Q: (Dieter Rencken) Mario, based on what you've just said, you're obviously implying that the venturi effect of the ground effect cars is throwing up… as it throws out the air from underneath, it's doing that with water. Have you had any discussions with the FIA or Formula 1 about possibly different floor designs to reduce that because if it's going to cause that it's a problem?

Isola: No, because it's not our job to design the floor so we can be involved in designing the… if you have to change the floor.. We're not going to change anything on the car and we just develop a different wet tyre. We will have discussions obviously with FIA and FOM. We have a dedicated Tyre Working Group involving also all the teams and any suggestion is more than welcome. As I said, we have also to find room for testing wet tyres; it's not easy, you need to go on a specific circuit where you wet the track artificially. It's not just… you can wait for the rain and test when it's raining. So it's really complicated but before doing that we need to define together which are the targets for the wet weather tyres because as I said, we can make a different, extreme wet but how different? If you improve the aquaplaning resistance, probably you spray more water. If you decrease this ability, you evacuate less water, you reduce the spray, but then you can have a car aquaplaning. So which is the right compromise? In my opinion, looking at the current wet weather tyre, we should improve a little bit the warm-up phase and also give to the extreme wet a bit more performance and I was also listening to some drivers saying that in order to reduce the crossover time and to be closer to the intermediate so they are not pushed to change from extreme wet to intermediate too early. That's my personal opinion. Then obviously, we will discuss that in the meetings organised for that.

Q: (Matt Coch) Guenther, Jost Capito just said that Logan Sargent will drive the second car next year so you've got the last available seat for '23. Daniel Ricardo said that he won't be on the grid next year. You've said you're open to hearing or having discussions with him if he's interested. That doesn't seem to be the case. What do you make of the insinuation that he'd rather not be racing Formula 1 next year, than race for Haas?

Steiner: I think you need to ask Danny that one, not me, why he doesn't want to race? I mean, not for Haas. I don't know if there's something against Haas or just he decides to do something different for a year? I cannot guess what he wants to do. I have no idea what to answer you.
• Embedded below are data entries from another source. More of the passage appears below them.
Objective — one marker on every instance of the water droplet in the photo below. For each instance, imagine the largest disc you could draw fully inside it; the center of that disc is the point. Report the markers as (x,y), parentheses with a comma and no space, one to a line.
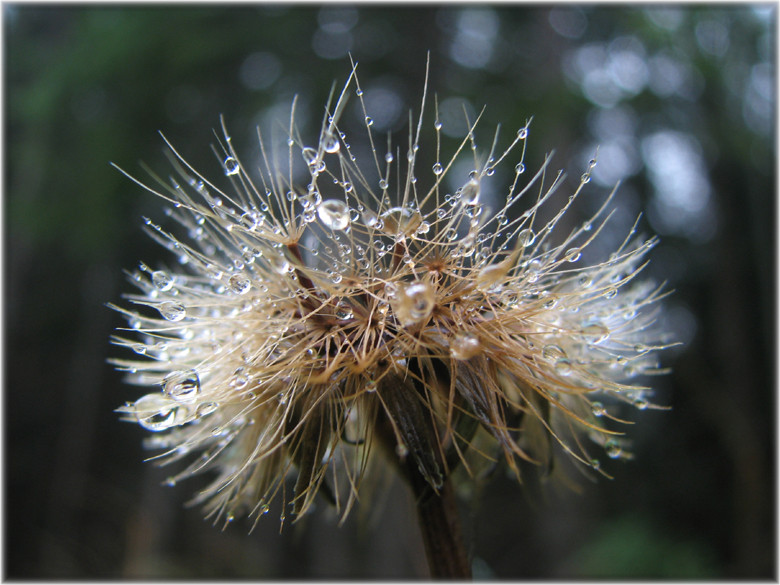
(156,412)
(162,280)
(206,408)
(553,352)
(239,284)
(172,311)
(563,366)
(414,303)
(401,221)
(239,381)
(594,333)
(331,144)
(182,386)
(279,263)
(526,237)
(469,193)
(613,449)
(309,155)
(464,345)
(334,214)
(489,277)
(231,166)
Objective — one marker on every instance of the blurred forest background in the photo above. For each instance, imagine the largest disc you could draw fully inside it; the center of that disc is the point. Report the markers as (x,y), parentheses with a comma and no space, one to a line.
(680,99)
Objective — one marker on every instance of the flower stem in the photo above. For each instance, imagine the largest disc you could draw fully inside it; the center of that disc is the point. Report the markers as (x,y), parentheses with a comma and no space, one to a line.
(437,515)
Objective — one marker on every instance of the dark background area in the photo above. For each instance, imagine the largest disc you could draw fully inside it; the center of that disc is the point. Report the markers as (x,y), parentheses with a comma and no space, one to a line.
(681,101)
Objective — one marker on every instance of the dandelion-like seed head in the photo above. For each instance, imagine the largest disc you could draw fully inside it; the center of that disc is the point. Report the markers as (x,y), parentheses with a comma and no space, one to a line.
(367,313)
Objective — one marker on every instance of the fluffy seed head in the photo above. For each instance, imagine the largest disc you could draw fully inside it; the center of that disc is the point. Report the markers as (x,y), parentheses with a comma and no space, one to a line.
(305,321)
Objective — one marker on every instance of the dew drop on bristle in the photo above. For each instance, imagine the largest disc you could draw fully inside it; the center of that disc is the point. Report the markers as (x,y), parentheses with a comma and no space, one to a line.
(334,214)
(172,311)
(156,412)
(464,345)
(526,237)
(469,193)
(231,166)
(162,280)
(553,352)
(331,144)
(182,386)
(594,333)
(563,366)
(239,284)
(414,303)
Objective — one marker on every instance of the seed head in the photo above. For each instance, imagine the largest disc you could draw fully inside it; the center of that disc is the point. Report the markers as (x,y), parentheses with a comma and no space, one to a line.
(308,320)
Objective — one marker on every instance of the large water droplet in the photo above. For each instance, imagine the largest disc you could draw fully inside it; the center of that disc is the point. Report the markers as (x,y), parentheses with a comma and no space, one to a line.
(334,214)
(182,386)
(156,412)
(414,302)
(162,280)
(309,155)
(464,345)
(572,254)
(331,144)
(563,367)
(469,193)
(206,408)
(172,311)
(239,284)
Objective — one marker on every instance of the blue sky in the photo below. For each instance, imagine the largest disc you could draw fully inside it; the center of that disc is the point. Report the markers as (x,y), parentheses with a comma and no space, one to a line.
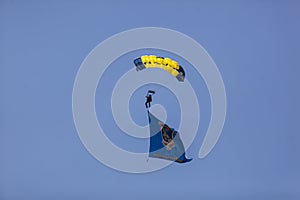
(255,45)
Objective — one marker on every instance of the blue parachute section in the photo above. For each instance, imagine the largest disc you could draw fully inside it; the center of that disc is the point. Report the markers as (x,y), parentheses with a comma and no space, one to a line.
(165,142)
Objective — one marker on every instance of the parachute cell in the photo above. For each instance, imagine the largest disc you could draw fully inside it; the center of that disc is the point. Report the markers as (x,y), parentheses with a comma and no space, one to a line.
(166,64)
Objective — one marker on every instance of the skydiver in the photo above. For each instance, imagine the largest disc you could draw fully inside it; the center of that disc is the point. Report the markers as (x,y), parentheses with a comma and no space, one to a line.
(148,100)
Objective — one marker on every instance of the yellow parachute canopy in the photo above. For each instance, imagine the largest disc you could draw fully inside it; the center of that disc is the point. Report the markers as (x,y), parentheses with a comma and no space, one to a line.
(166,64)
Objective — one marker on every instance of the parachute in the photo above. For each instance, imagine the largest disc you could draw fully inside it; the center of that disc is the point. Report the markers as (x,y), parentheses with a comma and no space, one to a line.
(166,64)
(165,142)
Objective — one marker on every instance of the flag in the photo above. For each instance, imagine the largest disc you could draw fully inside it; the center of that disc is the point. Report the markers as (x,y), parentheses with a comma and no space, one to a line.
(165,142)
Q: (Adam Cooper) Can I ask all three of you about the Brad Pitt movie. For Fred and Guenther, what did you learn in the meeting yesterday with all the CGI stuff they showed you? What do you expect the involvement of your team and drivers to be? And is this a big opportunity, something you can sell to sponsors? And for Mario, were you already talking to them about supplying tyres? And again, is it a big PR opportunity for Pirelli?

Vasseur: I think that we don't have to consider the position of every single team in this kind of project. For me, it could be a mega step forward for F1 in general, that as Netflix did a couple of years ago that for sure then it's relative to the team. You speak about one team or you have footage about one team. But overall, I think that it's good for F1 and it's a mega project, and we will all support the project for sure.

Steiner: I was particularly impressed by the technology they showed us. They used to do Maverick, because I didn't know that this existed so I think they are the best out there in the moment to do something like this. And those are the names involved and as Fred said, it's the best for Formula 1. It's very good, doing things like this with this calibre of people, and I think there's no negatives, there's just positives. So I think it's fantastic.

Isola: I agree with them. We have not been involved for the moment, but we will see.